Essentially, consumers will be giving up their right to control their own computers. Citing the widespread piracy of software, music, and videos, the entertainment industry argues that consumers have abused that right. But managing consumers as children will have the side effect of smothering much of the innovation that made the Internet possible. Digital rights management could quash the computer revolution as we know it, transforming our machines from tools for creation and exploration into appliances that run Microsoft Office, play MP3s, browse the Web, and do little else.

Don’t get me wrong. I make my living by creating and selling intellectual property, and I’m sometimes a victim of unauthorized copying. A few years ago one of my publishers started selling my books on CD-ROM. Although each disc is licensed only for personal use, at least once a month I discover that someone in Eastern Europe or Russia has taken that whole disc and put it on the Internet. Usually it’s a university or a library that is engaging in such wholesale piracy. But I would rather live with the piracy than have a computer that runs only the software that has been preapproved and digitally signed. I don’t want to have my electronic movements constantly monitored and reported to some Big Brother database on the off-chance that I might be violating somebody’s copyright.

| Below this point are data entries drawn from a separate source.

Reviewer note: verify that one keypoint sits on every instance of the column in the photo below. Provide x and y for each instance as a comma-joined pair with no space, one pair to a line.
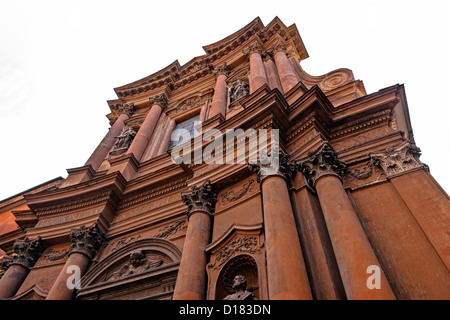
219,102
354,254
137,147
27,253
166,138
286,72
286,272
85,243
258,75
100,153
191,279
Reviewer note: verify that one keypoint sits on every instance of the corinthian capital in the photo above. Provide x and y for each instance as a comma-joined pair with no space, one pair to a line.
277,165
398,159
222,70
321,162
27,252
161,100
87,240
254,47
202,198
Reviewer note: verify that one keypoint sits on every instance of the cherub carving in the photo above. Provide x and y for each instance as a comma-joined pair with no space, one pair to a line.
241,292
138,263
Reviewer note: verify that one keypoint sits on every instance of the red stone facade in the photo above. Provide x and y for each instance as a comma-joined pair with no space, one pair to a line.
350,212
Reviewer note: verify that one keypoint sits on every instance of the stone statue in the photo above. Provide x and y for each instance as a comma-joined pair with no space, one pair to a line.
138,263
125,139
238,90
241,292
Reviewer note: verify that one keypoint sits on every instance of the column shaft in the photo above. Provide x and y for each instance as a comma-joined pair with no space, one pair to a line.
60,289
12,280
191,279
286,271
145,132
219,102
258,76
166,138
100,153
286,72
353,251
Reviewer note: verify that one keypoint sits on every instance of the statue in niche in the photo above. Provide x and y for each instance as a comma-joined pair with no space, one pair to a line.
241,292
138,263
238,89
125,139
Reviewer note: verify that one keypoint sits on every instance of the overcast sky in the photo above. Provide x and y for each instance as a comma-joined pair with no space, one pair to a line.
60,60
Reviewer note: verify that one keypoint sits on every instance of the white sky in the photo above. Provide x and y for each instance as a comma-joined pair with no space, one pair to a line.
60,60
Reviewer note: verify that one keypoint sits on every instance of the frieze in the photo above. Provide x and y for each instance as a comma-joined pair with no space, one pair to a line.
68,218
171,229
397,160
231,196
148,207
238,244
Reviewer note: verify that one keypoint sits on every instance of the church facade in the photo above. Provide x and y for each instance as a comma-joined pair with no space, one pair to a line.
238,176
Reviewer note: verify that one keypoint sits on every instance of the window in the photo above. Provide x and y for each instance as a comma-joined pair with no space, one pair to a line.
187,125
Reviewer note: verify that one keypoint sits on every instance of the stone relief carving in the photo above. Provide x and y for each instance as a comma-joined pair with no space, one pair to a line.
238,89
232,196
4,265
241,292
27,251
125,139
200,198
138,263
87,240
238,244
398,159
323,161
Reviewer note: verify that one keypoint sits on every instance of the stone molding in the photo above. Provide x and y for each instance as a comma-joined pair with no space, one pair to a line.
321,162
286,169
87,240
27,252
202,198
161,100
397,160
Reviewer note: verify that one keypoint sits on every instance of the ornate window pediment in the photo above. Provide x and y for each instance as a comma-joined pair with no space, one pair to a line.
134,272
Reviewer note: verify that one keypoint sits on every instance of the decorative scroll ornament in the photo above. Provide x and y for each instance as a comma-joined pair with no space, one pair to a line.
398,159
128,109
5,262
27,252
87,240
283,168
254,47
222,70
125,139
323,161
161,100
202,198
238,89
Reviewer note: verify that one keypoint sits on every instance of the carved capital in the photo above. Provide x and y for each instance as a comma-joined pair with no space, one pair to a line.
398,159
27,252
321,162
278,165
277,47
161,100
87,240
222,70
128,109
253,48
202,198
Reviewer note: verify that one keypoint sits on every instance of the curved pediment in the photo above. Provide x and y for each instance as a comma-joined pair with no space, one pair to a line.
137,259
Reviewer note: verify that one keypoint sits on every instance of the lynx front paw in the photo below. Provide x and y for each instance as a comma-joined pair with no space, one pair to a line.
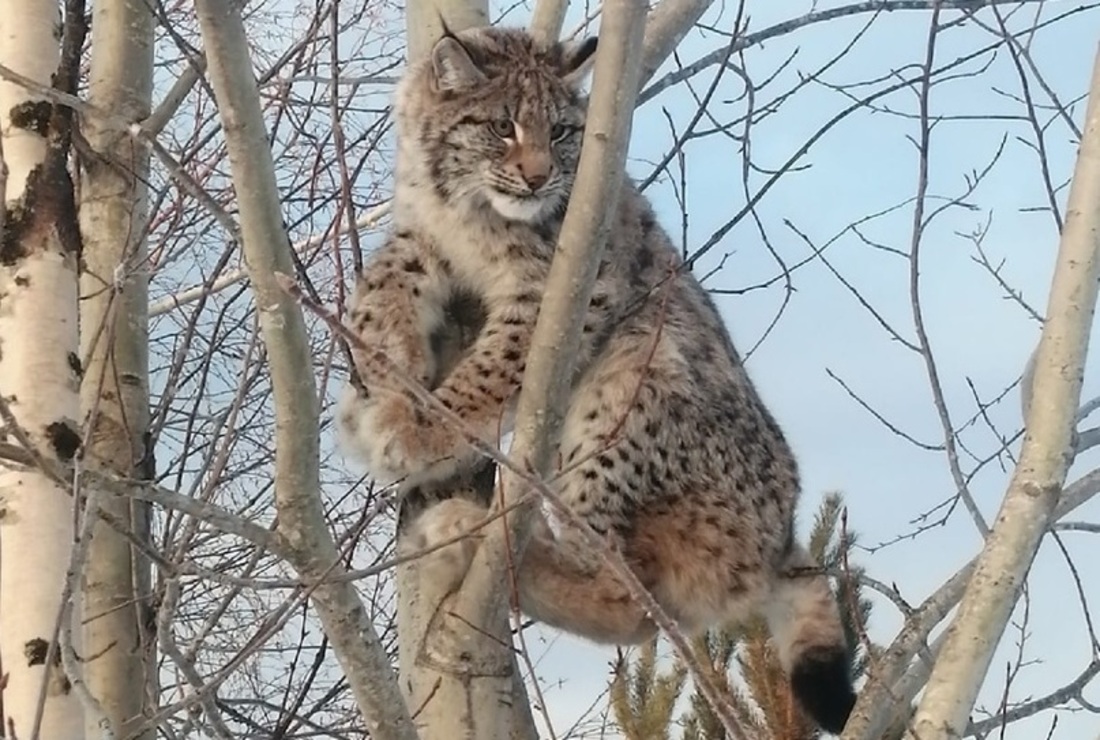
448,520
397,442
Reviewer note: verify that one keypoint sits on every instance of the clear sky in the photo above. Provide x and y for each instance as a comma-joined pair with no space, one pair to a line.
980,339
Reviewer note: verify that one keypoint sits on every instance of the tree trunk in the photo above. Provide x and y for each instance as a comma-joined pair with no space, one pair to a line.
118,640
470,686
39,378
1044,460
303,530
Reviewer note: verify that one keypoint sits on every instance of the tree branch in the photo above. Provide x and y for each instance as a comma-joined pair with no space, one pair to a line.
297,487
1047,451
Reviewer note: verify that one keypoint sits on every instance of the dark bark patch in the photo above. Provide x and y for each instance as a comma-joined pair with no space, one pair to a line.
36,650
75,364
46,206
32,116
64,439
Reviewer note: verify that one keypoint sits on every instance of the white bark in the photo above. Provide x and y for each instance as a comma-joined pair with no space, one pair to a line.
668,24
120,667
37,339
301,526
1044,461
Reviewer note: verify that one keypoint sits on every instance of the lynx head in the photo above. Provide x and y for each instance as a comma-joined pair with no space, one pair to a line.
496,120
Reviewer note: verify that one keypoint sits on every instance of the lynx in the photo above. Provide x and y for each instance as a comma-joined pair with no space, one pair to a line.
667,449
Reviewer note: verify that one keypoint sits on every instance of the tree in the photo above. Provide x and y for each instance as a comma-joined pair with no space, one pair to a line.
119,633
40,374
277,620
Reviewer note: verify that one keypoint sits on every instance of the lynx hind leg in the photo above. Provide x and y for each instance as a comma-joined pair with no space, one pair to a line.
573,591
805,625
351,433
444,521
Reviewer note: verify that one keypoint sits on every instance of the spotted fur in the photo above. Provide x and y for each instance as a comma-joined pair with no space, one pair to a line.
667,450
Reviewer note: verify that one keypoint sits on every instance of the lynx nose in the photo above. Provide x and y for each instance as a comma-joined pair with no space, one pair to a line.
535,175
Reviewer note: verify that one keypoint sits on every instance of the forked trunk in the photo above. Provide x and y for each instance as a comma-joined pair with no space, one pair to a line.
118,637
40,376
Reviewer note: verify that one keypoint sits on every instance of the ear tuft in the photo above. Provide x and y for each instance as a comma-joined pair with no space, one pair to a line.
453,69
576,61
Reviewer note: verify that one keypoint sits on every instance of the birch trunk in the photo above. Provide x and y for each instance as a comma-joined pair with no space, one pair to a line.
119,644
39,379
1044,461
303,530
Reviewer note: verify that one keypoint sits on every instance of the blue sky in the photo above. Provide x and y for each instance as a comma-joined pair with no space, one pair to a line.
866,164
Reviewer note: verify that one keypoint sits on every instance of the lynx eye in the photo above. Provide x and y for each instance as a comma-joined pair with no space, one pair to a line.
503,128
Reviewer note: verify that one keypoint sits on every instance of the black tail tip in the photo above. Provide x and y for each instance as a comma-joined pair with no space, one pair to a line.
821,680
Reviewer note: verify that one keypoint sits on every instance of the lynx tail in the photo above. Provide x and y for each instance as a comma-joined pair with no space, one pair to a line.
806,629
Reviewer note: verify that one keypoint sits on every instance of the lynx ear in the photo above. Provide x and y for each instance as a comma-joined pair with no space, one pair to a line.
576,62
452,67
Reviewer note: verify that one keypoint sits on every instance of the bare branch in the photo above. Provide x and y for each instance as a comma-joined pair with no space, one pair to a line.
1034,490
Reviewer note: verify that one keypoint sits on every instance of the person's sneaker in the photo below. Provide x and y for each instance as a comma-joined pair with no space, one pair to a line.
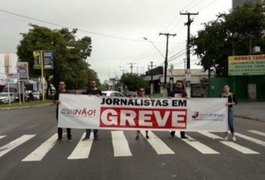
184,137
172,134
137,138
85,138
226,138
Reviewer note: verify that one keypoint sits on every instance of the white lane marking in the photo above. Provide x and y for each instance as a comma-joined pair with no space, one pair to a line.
3,136
198,145
42,150
239,148
159,146
257,141
120,145
13,144
230,144
210,135
82,149
257,132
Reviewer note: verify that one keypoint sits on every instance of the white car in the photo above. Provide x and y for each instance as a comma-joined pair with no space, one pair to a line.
6,97
113,93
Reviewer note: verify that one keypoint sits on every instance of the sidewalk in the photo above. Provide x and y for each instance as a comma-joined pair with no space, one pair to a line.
250,110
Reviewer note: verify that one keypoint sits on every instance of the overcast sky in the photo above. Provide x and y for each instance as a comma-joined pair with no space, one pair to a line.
117,28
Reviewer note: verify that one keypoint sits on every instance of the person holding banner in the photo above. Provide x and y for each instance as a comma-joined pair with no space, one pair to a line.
231,102
178,92
141,93
93,90
62,89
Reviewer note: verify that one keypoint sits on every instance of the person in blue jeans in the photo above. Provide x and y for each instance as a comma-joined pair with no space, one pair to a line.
93,90
61,89
231,102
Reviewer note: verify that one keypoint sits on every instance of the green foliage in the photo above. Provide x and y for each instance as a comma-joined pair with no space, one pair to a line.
133,81
235,33
70,55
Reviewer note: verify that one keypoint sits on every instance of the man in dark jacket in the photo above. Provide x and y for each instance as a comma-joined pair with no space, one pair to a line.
178,92
93,90
62,89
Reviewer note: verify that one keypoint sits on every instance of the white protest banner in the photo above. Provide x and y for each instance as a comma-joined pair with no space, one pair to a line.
84,111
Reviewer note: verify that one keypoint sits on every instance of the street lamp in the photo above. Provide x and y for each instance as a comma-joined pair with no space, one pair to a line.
145,38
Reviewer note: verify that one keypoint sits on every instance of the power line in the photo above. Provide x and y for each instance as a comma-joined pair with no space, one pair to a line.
69,27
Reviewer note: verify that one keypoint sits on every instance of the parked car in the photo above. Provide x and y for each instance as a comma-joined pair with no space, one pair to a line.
113,93
6,97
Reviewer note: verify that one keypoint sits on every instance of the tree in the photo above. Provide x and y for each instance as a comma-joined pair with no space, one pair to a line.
70,55
234,33
133,81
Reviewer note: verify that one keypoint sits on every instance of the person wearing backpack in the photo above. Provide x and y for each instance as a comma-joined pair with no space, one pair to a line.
231,102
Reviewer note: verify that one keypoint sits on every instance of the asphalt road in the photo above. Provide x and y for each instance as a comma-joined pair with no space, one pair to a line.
28,151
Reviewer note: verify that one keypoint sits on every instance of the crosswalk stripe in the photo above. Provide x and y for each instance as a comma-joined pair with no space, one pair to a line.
83,148
209,135
257,141
42,150
257,132
13,144
230,144
159,146
198,145
239,148
2,136
120,145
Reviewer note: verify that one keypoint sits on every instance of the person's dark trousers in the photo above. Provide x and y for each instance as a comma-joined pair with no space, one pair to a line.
88,131
60,133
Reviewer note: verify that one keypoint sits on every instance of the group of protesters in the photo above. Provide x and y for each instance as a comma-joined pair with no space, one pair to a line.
177,92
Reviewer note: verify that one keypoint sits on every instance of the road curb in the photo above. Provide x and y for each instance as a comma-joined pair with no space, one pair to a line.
249,118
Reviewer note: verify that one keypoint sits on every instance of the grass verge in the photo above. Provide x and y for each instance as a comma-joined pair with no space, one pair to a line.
23,104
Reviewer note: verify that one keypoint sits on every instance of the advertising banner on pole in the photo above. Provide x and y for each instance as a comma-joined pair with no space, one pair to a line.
246,65
23,70
37,59
178,114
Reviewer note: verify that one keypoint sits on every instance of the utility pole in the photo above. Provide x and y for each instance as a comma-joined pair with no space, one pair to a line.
131,66
187,71
151,74
165,70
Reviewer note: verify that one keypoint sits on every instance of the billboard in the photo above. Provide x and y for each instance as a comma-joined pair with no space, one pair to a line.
23,70
43,55
246,65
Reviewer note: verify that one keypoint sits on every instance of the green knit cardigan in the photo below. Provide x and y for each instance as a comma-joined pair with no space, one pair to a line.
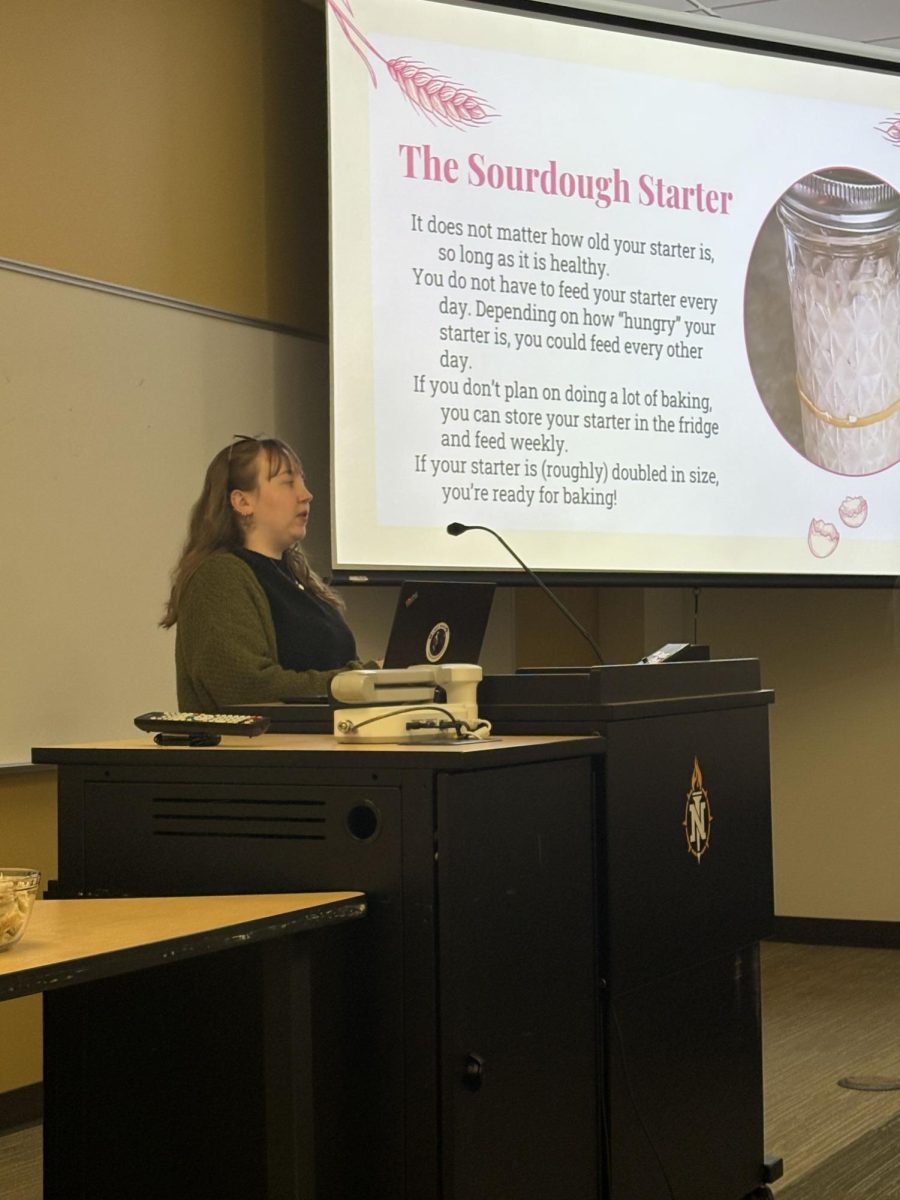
225,643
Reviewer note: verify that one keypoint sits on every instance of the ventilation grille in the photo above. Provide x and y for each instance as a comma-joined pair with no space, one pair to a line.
286,821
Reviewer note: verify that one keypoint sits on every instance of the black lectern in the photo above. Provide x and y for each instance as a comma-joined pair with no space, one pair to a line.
684,894
556,991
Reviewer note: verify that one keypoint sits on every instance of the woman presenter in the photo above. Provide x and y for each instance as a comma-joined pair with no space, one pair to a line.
255,622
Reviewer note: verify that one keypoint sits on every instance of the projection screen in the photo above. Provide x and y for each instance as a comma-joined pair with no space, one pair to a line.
631,300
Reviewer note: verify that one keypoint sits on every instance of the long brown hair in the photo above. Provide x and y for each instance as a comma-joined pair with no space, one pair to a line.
215,526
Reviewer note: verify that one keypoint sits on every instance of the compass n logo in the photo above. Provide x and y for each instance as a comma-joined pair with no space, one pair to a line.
697,815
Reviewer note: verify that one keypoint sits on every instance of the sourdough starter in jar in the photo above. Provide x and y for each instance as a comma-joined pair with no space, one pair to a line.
843,246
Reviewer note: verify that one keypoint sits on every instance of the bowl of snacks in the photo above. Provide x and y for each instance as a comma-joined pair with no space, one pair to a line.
18,889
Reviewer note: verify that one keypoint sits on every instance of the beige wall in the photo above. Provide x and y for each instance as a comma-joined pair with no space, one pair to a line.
172,147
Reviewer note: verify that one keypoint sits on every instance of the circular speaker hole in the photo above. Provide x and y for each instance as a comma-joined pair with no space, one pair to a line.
363,821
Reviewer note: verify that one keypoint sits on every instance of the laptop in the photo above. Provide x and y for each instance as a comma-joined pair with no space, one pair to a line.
438,622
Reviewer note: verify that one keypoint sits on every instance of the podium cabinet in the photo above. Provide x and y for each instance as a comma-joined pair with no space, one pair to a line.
556,991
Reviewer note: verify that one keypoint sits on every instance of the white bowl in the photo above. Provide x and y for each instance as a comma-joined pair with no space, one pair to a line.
18,889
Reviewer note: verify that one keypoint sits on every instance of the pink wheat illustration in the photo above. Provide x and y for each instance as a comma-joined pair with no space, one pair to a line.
433,95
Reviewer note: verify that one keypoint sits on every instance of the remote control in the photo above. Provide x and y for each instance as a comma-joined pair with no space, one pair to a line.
192,724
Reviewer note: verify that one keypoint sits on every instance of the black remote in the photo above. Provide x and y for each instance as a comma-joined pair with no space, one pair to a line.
202,725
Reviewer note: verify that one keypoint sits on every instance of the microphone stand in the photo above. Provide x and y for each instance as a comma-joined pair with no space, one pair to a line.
456,528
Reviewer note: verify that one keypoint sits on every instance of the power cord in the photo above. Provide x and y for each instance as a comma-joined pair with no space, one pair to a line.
465,731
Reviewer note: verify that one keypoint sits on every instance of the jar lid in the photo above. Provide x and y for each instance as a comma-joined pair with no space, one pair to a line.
844,199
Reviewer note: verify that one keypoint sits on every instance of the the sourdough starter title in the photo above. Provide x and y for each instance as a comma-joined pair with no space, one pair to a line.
651,191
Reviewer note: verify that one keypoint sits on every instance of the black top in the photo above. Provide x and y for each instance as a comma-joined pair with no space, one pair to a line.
311,634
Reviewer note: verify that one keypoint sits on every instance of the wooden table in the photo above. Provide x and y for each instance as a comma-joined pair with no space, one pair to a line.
184,1020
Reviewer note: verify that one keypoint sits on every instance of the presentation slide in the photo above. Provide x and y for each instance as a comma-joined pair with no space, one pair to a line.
634,303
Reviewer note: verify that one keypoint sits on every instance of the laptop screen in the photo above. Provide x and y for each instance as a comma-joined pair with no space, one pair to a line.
438,622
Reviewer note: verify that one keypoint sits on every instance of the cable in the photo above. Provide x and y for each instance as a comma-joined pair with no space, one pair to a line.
634,1102
454,723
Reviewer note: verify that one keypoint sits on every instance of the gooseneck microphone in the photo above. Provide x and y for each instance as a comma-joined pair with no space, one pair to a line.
455,528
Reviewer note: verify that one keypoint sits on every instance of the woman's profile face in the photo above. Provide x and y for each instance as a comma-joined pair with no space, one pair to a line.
279,507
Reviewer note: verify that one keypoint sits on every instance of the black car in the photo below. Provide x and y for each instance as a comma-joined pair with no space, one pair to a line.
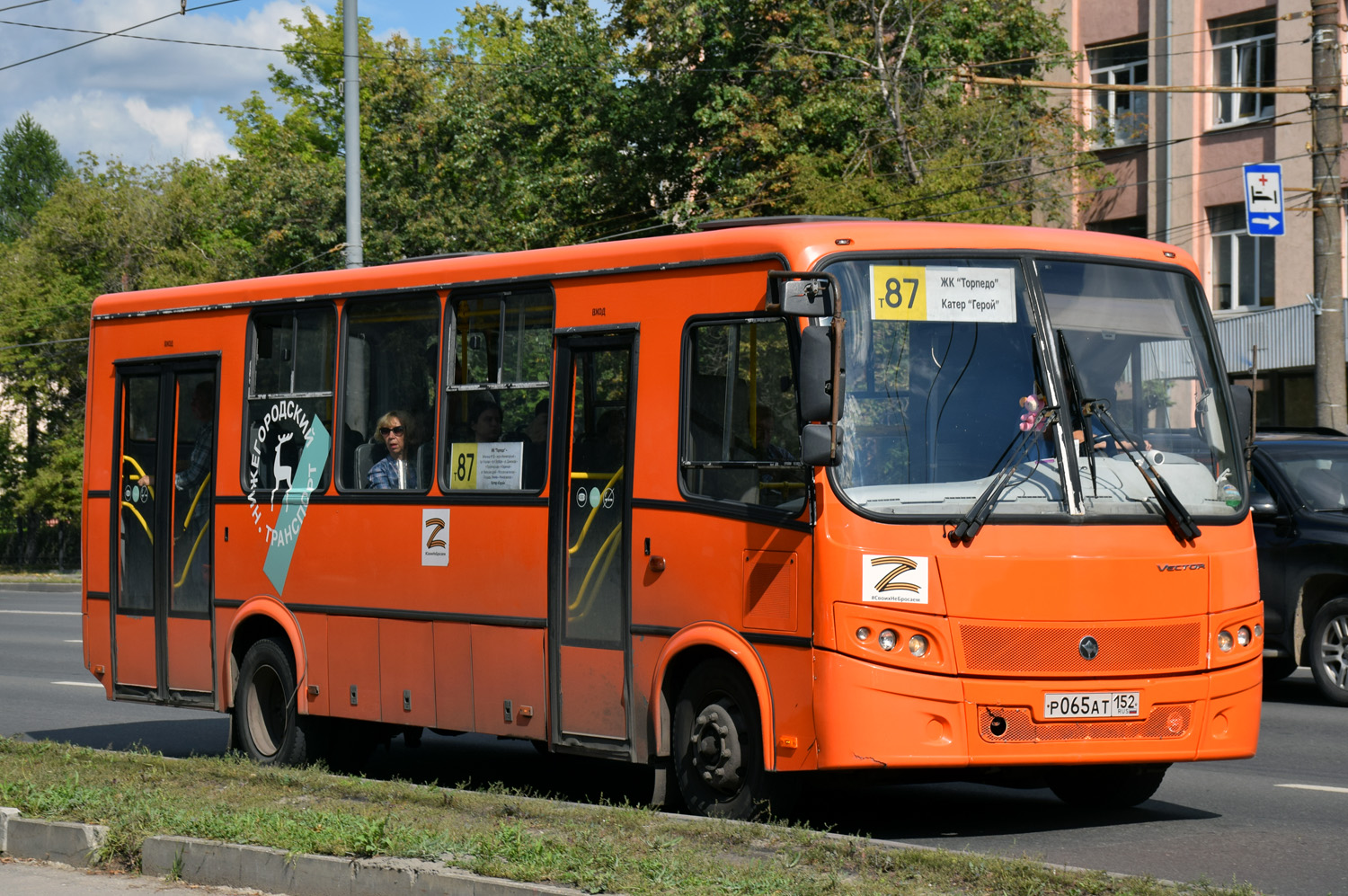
1299,507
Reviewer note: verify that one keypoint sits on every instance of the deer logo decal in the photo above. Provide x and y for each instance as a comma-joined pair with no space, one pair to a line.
280,472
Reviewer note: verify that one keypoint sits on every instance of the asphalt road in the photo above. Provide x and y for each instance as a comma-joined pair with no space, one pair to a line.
1278,822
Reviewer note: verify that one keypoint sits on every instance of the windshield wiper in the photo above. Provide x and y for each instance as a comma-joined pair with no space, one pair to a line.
1177,515
1019,448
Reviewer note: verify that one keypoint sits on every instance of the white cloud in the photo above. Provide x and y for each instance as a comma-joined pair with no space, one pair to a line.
139,100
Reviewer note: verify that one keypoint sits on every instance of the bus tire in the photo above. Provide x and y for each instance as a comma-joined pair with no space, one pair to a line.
1105,785
717,742
266,717
1329,651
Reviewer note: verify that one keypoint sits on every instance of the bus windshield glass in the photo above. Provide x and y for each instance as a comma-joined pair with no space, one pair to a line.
940,352
945,390
1134,337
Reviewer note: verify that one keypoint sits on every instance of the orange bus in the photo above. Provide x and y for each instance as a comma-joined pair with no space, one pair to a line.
776,496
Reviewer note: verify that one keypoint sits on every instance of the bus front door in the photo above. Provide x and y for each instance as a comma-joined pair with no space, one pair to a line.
590,534
162,625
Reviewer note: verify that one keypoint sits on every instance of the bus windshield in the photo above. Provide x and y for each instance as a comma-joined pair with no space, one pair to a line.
946,387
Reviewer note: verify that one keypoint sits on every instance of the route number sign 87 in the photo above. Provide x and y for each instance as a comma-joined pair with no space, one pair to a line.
898,293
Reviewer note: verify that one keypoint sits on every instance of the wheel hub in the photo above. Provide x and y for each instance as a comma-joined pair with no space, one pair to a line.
716,748
1332,651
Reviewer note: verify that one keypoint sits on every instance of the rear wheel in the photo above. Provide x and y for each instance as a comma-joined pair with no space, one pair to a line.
717,742
1329,651
1105,785
266,717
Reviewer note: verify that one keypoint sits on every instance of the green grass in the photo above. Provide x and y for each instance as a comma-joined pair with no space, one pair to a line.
501,833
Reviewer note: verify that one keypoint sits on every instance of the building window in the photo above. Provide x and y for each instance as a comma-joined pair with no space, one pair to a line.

This isn’t the first time publishers have tried to impose unreasonable restrictions on the public. On the inside cover of one of my wife’s childhood books, published in England, this ominous warning appears: “This book shall not, by way of trade or otherwise, be lent, re-sold, hired out or otherwise circulated without the publisher’s prior consent.” Books don’t have such restrictions anymore—if they did, we would laugh at them. A hundred years ago, U.S. publishers put similar restrictions in our books; they were deemed by our courts to be unenforceable violations of “fair use.” But digital rights management tools will enable publishers to turn back the clock and write the same kinds of restrictions directly into their software. Digital rights management is already at work. Incompatible coding means that DVDs sold in the United States won’t play on European DVD players. This is to prevent Europeans from buying cheap DVDs in the United States.

Perhaps even more disturbing, the new protection technologies would necessarily have to block a computer from running Linux or any other open-source operating systems. Otherwise, anyone bent on unauthorized copying could create a version of Linux that didn’t incorporate the copyright protection system.

The industry’s antipiracy arguments are a smoke screen. Digital rights management is about strengthening monopolies, increasing revenues, and restricting our freedoms. We must not be beguiled as Faust was.